The concern is no longer just whether USMCA survives. It is whether companies, farmers, and manufacturers can make decisions without wondering if next year’s politics will rewrite the rules again. That risk is the same one PVDN outlined in USMCA talks could leave Mexico waiting for a decade.
Mexico wants renewal, not a full rewrite
Mexico’s public position has been steady. It wants the agreement extended and kept as the backbone of North American trade.
That does not mean the talks will be simple. Ebrard said Mexican negotiators presented proposals during the Washington round on rules of origin, economic security, agriculture, the auto industry, and other issues that will shape the review.
A new round is expected the week of July 20 in Mexico City, where the discussion is supposed to move from broad positions into more detailed text.
Trade rules often sound technical until they hit prices, jobs, and investment. A small change in how a product qualifies for tariff-free treatment can affect where factories buy parts, where companies expand, and how much it costs to move goods across borders.
Autos, agriculture, and steel lead the pressure
The toughest fight is likely to center on North American content rules.
The U.S. Trade Representative’s office said earlier talks covered automotive rules of origin, steel and aluminum, and economic security. Washington has also framed the review around reducing the U.S. trade deficit with Mexico, strengthening supply chains, and limiting what it sees as “free-riding” from third countries.
That language indicates a harder U.S. position on goods made with inputs from outside North America, especially China.
For Mexico, the auto sector is the clearest challenge. The country has built one of the world’s most important vehicle and auto-parts platforms around U.S. demand. Tougher origin rules could protect regional production, but they could also raise costs for manufacturers already navigating tariffs, compliance requirements, and shifting supply chains.
Agriculture is another sensitive lane. Mexico imports major farm products from the United States, while exporting fruit, vegetables, beer, and other goods north. Any fight over biotech corn, market access, or food rules can quickly become both economic and political.
Why the U.S. relationship gives Mexico leverage
Mexico is not entering the review empty-handed.
The U.S. Trade Representative lists Mexico as one of Washington’s top trading partners, with U.S.-Mexico goods trade reaching an estimated $872.8 billion in 2025. The same U.S. trade profile shows that more than 80 percent of Mexico’s exports went to the United States in 2024.
That gives Mexico leverage because U.S. companies depend on Mexican factories, parts, food exports, and logistics. It also leaves Mexico exposed because much of its economy still relies on the U.S. market.

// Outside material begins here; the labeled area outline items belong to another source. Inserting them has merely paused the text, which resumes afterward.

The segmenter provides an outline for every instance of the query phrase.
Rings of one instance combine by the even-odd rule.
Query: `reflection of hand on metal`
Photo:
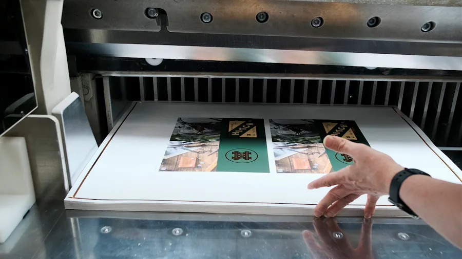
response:
[[[335,219],[316,219],[313,225],[320,244],[309,230],[303,232],[303,240],[316,259],[372,259],[372,222],[364,219],[361,229],[358,247],[351,247],[346,235],[339,227]]]

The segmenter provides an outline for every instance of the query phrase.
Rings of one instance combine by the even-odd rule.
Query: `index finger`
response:
[[[336,152],[346,154],[354,157],[361,154],[363,150],[363,145],[350,141],[348,139],[328,135],[324,138],[323,144],[328,148]]]
[[[321,187],[329,187],[333,185],[341,184],[344,181],[344,176],[350,171],[349,165],[336,172],[330,172],[322,177],[311,182],[308,184],[308,189],[317,189]]]

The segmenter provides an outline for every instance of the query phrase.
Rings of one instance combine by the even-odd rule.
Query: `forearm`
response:
[[[399,197],[438,233],[462,248],[462,185],[414,175],[403,182]]]

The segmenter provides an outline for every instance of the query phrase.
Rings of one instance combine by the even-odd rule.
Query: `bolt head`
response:
[[[93,9],[91,11],[91,16],[95,19],[101,19],[103,17],[103,13],[99,9]]]
[[[111,232],[112,231],[112,228],[109,226],[105,226],[101,228],[101,229],[100,230],[100,232],[103,234],[107,234],[108,233]]]
[[[201,19],[202,20],[202,21],[204,23],[210,23],[210,21],[211,21],[211,14],[208,13],[204,13],[201,15]]]
[[[402,240],[408,240],[409,239],[409,235],[402,232],[400,232],[398,233],[398,237]]]
[[[252,235],[252,231],[248,229],[243,229],[241,230],[241,235],[243,238],[250,238]]]
[[[422,27],[420,28],[420,30],[421,30],[424,32],[427,32],[431,31],[432,29],[433,29],[433,25],[432,23],[429,21],[425,24]]]
[[[320,17],[317,17],[311,20],[311,26],[315,28],[321,27],[322,25],[322,18]]]
[[[268,14],[264,12],[260,12],[257,14],[257,20],[259,23],[264,23],[268,20]]]
[[[332,236],[337,239],[341,239],[343,238],[343,233],[341,232],[334,232],[332,233]]]
[[[183,234],[183,229],[181,228],[174,228],[171,231],[171,233],[174,235],[181,235],[181,234]]]
[[[146,15],[149,18],[156,18],[159,15],[159,12],[157,8],[150,7],[146,9]]]

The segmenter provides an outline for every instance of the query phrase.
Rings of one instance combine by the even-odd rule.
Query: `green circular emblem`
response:
[[[353,158],[346,154],[337,152],[337,154],[335,154],[335,158],[342,163],[348,165],[352,165],[354,163]]]
[[[244,164],[254,162],[258,158],[257,152],[248,148],[235,148],[226,152],[226,159],[235,163]]]

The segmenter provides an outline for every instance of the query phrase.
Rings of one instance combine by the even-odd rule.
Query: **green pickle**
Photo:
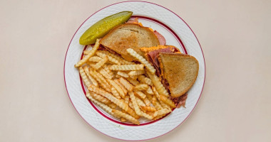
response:
[[[103,37],[112,28],[127,21],[132,16],[131,11],[122,11],[106,17],[85,31],[81,36],[79,43],[81,45],[93,44],[98,38]]]

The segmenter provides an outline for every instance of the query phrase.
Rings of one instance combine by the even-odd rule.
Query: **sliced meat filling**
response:
[[[159,67],[159,61],[158,61],[158,55],[160,53],[175,53],[178,52],[178,49],[176,49],[174,47],[169,47],[166,48],[162,48],[162,49],[158,49],[155,50],[150,51],[148,53],[148,58],[150,59],[150,62],[153,64],[153,65],[155,67],[156,69],[156,75],[158,76],[160,76],[161,75],[161,70],[160,70]]]
[[[170,92],[170,88],[169,88],[170,87],[168,81],[165,78],[163,78],[163,76],[161,75],[161,70],[160,69],[159,61],[158,60],[158,58],[160,53],[175,53],[175,52],[179,52],[179,50],[174,47],[169,47],[166,48],[155,50],[148,53],[149,61],[155,67],[156,75],[161,78],[162,84],[164,85],[164,87],[165,87],[165,89],[168,90],[168,92]],[[177,106],[177,108],[180,108],[180,106],[185,107],[185,101],[187,98],[188,98],[188,94],[185,93],[185,94],[179,97],[170,98],[170,99],[173,101],[173,102]]]

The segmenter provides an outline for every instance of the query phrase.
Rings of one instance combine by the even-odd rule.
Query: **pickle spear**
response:
[[[94,43],[96,39],[103,37],[113,28],[127,21],[132,14],[131,11],[122,11],[100,20],[81,36],[79,40],[80,44]]]

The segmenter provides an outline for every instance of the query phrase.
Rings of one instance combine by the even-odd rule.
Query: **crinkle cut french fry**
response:
[[[136,124],[137,125],[140,124],[139,121],[137,119],[136,119],[133,116],[130,116],[126,113],[121,112],[121,111],[116,110],[116,109],[113,109],[112,112],[114,113],[116,115],[118,115],[120,117],[125,118],[126,119],[128,120],[129,121],[131,121],[133,124]]]
[[[103,53],[101,51],[97,51],[96,52],[96,55],[101,58],[105,58],[106,56],[108,56],[108,60],[111,62],[113,62],[115,64],[118,64],[118,65],[121,65],[121,62],[118,62],[118,60],[115,59],[114,58],[113,58],[112,56],[111,56],[110,55],[106,55],[105,53]]]
[[[106,70],[104,70],[103,68],[101,68],[99,70],[98,70],[99,73],[101,75],[102,75],[106,79],[112,79],[114,75],[110,75],[108,72],[106,72]]]
[[[130,76],[130,78],[132,80],[136,80],[138,78],[138,76],[137,75],[132,75],[132,76]]]
[[[98,101],[99,101],[99,102],[102,102],[102,103],[103,103],[105,104],[109,104],[110,103],[111,103],[111,102],[109,101],[109,99],[108,99],[106,97],[103,97],[101,96],[100,94],[96,94],[96,93],[93,93],[93,92],[87,92],[87,94],[88,94],[89,95],[91,95],[95,99],[96,99],[96,100],[98,100]]]
[[[135,89],[136,90],[146,90],[148,87],[148,85],[146,84],[138,84],[137,85],[136,85],[135,87]]]
[[[113,102],[110,103],[108,104],[108,106],[111,107],[111,109],[116,109],[117,108],[117,105]]]
[[[170,107],[175,108],[176,106],[175,105],[175,103],[170,99],[165,97],[163,95],[160,95],[160,99],[162,102],[163,102],[165,104],[170,106]]]
[[[148,114],[145,114],[145,112],[142,111],[140,108],[139,108],[139,106],[138,104],[138,102],[136,101],[136,97],[135,97],[135,94],[133,94],[133,92],[129,92],[128,94],[130,94],[130,98],[132,101],[132,103],[133,103],[133,108],[135,109],[135,111],[136,113],[136,114],[139,115],[139,116],[143,116],[143,117],[145,117],[148,119],[153,119],[153,117],[152,116],[150,116],[148,115]]]
[[[124,102],[126,104],[129,104],[130,97],[128,95],[126,96],[124,98]]]
[[[126,95],[127,93],[128,93],[128,90],[126,89],[126,88],[125,88],[123,87],[123,84],[121,84],[121,83],[118,81],[118,80],[113,80],[117,84],[118,84],[119,87],[121,87],[121,88],[123,89],[123,92],[124,92],[124,94]]]
[[[140,91],[136,91],[135,93],[143,99],[146,97],[146,95]]]
[[[121,77],[126,77],[126,78],[129,77],[129,75],[126,72],[123,72],[123,71],[120,71],[120,70],[118,71],[117,75],[120,75]]]
[[[139,99],[138,97],[136,97],[136,101],[138,102],[138,106],[146,106],[146,105],[145,104],[145,103],[140,99]]]
[[[154,94],[155,95],[157,99],[159,101],[159,102],[160,102],[160,104],[161,104],[162,107],[163,107],[163,108],[165,108],[165,109],[170,109],[170,106],[169,106],[167,104],[165,104],[165,103],[164,103],[163,101],[161,101],[161,99],[160,99],[160,97],[161,95],[160,95],[160,94],[158,94],[158,92],[156,91],[155,87],[153,87],[153,92],[154,92]],[[170,109],[170,110],[171,110],[171,109]]]
[[[136,80],[133,80],[131,78],[127,78],[126,79],[128,82],[130,82],[130,83],[131,83],[133,85],[137,85],[139,84],[139,82]]]
[[[89,82],[88,77],[86,77],[86,75],[82,67],[79,67],[79,73],[80,73],[81,77],[82,77],[83,82],[85,83],[86,87],[88,87],[91,85],[91,82]]]
[[[98,48],[99,48],[100,46],[100,43],[99,43],[100,40],[99,39],[97,39],[96,40],[96,42],[95,43],[95,45],[94,47],[91,49],[91,50],[90,51],[90,53],[88,54],[87,54],[86,56],[84,56],[82,60],[81,60],[78,62],[77,62],[76,65],[75,65],[75,67],[79,67],[79,66],[81,66],[83,65],[86,61],[88,60],[88,59],[93,56],[95,55],[95,53],[97,51]]]
[[[107,92],[111,92],[108,82],[106,82],[103,75],[94,70],[89,70],[89,72],[97,80],[97,81],[100,83],[101,87],[102,87]]]
[[[128,48],[127,50],[128,53],[130,54],[130,55],[136,58],[136,59],[143,64],[146,69],[151,73],[155,74],[155,69],[152,66],[150,62],[148,62],[143,57],[138,54],[132,48]]]
[[[113,65],[109,69],[111,70],[144,70],[144,65]]]
[[[99,62],[101,60],[102,60],[102,58],[100,58],[100,57],[98,57],[98,56],[93,56],[93,57],[91,57],[91,58],[88,59],[88,61],[89,61],[89,62]]]
[[[97,94],[101,94],[101,96],[103,96],[104,97],[108,99],[110,101],[111,101],[112,102],[113,102],[114,104],[117,104],[121,109],[124,109],[125,111],[128,111],[129,106],[128,105],[125,103],[124,102],[120,100],[120,99],[118,99],[117,98],[116,98],[115,97],[113,97],[111,94],[94,86],[94,85],[91,85],[89,86],[89,87],[88,88],[89,91],[91,92],[93,92],[95,93],[97,93]]]
[[[148,100],[148,99],[147,97],[143,99],[143,102],[146,104],[146,106],[150,105],[150,102]]]
[[[104,54],[107,54],[107,55],[109,55],[111,56],[112,56],[113,58],[114,58],[115,59],[118,60],[119,62],[121,62],[121,64],[123,64],[123,65],[133,65],[133,64],[136,64],[135,62],[130,62],[130,61],[128,61],[128,60],[124,60],[123,58],[122,58],[121,57],[116,55],[116,54],[113,54],[108,51],[106,51],[106,50],[101,50],[99,51],[101,53],[103,53]]]
[[[141,106],[141,109],[145,111],[155,111],[155,108],[153,106]]]
[[[116,75],[116,78],[121,78],[121,75]]]
[[[163,109],[161,104],[160,102],[157,100],[157,98],[155,96],[153,96],[153,100],[152,100],[153,105],[157,110],[160,110]]]
[[[165,89],[165,87],[162,84],[161,82],[159,80],[159,77],[155,75],[151,75],[149,72],[147,72],[147,74],[150,77],[151,81],[155,87],[157,92],[158,92],[160,94],[163,94],[168,97],[169,94],[168,91]]]
[[[131,108],[132,108],[133,110],[135,110],[135,108],[133,107],[133,103],[132,103],[132,102],[131,100],[129,101],[129,106]]]
[[[118,91],[113,87],[111,87],[111,92],[117,99],[121,99]]]
[[[138,75],[138,78],[140,83],[147,84],[148,85],[153,85],[151,80],[145,77],[144,75]]]
[[[113,75],[114,73],[109,69],[109,67],[108,65],[104,65],[103,67],[102,67],[107,72],[108,72],[109,75]]]
[[[124,87],[127,89],[128,91],[133,91],[134,87],[126,79],[121,77],[119,79],[119,81],[121,83],[121,84],[123,84]]]
[[[133,94],[133,92],[128,92],[128,94],[130,95],[130,98],[131,98],[131,100],[133,103],[133,106],[135,109],[136,114],[138,114],[139,116],[142,116],[141,111],[140,111],[140,109],[139,109],[139,106],[138,104],[138,102],[136,101],[135,94]]]
[[[158,111],[156,111],[155,112],[154,112],[153,117],[156,117],[156,116],[160,116],[160,115],[166,114],[170,111],[170,111],[168,109],[160,109],[160,110],[158,110]]]
[[[101,60],[98,62],[96,63],[93,66],[93,69],[98,70],[100,67],[101,67],[108,60],[108,56],[106,55],[102,60]]]
[[[89,73],[89,68],[88,66],[85,65],[83,67],[83,70],[85,71],[86,75],[88,77],[89,80],[91,81],[92,84],[96,87],[98,87],[98,84],[97,82],[97,81],[94,79],[94,77],[93,77],[91,74]]]
[[[132,70],[132,71],[130,71],[129,73],[128,73],[128,75],[129,75],[130,76],[134,76],[134,75],[142,75],[144,73],[145,73],[144,70]]]
[[[120,87],[116,82],[114,82],[112,80],[107,80],[107,81],[109,82],[109,84],[114,87],[119,93],[119,95],[122,97],[124,98],[126,94],[124,94],[123,90],[122,89],[121,87]]]
[[[153,89],[150,88],[150,87],[149,86],[147,89],[147,90],[145,91],[147,92],[147,94],[154,94],[153,93]]]
[[[140,116],[136,114],[136,113],[135,112],[135,111],[133,109],[132,109],[130,107],[128,109],[127,113],[128,113],[131,116],[132,116],[133,117],[134,117],[136,119],[138,119],[140,117]]]
[[[106,112],[111,114],[112,116],[114,116],[117,118],[120,118],[118,116],[115,116],[114,113],[112,112],[112,109],[107,106],[106,104],[104,104],[103,103],[99,102],[98,101],[93,99],[89,94],[86,94],[87,97],[94,104],[97,104],[98,106],[103,109]]]

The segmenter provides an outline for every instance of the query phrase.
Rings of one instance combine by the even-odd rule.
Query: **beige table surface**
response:
[[[121,141],[81,118],[63,75],[75,31],[117,1],[0,1],[0,141]],[[151,1],[194,31],[206,80],[190,117],[150,141],[271,141],[271,1]]]

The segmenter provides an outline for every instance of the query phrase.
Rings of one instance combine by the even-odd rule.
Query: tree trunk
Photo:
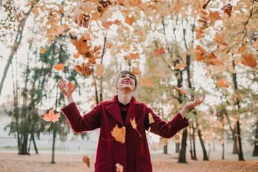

That dependence is why trade uncertainty matters beyond the negotiating room. As PVDN explained in Why Mexico’s Economy Still Runs Through the U.S., exports, manufacturing, investment, and supply chains all tie Mexico’s outlook closely to Washington.
The government wants to preserve the treaty, avoid a broader rupture, and limit the damage from U.S. tariff pressure without giving away too much policy space.
Trump adds uncertainty to the review
President Donald Trump has made the review harder to read. He has questioned whether the United States needs the agreement at all, even as his government continues preparing for formal talks.
That creates a different kind of negotiation. Mexico and Canada are arguing for long-term regional certainty. Washington is signaling that renewal may come with a price.
The result is a review that could stay narrow and technical, or become a larger renegotiation in everything but name.
The USMCA review clause was designed to force the three countries to check whether the agreement is working. It did not settle how far governments can go in demanding changes during that review. That gray area is where much of the risk lies.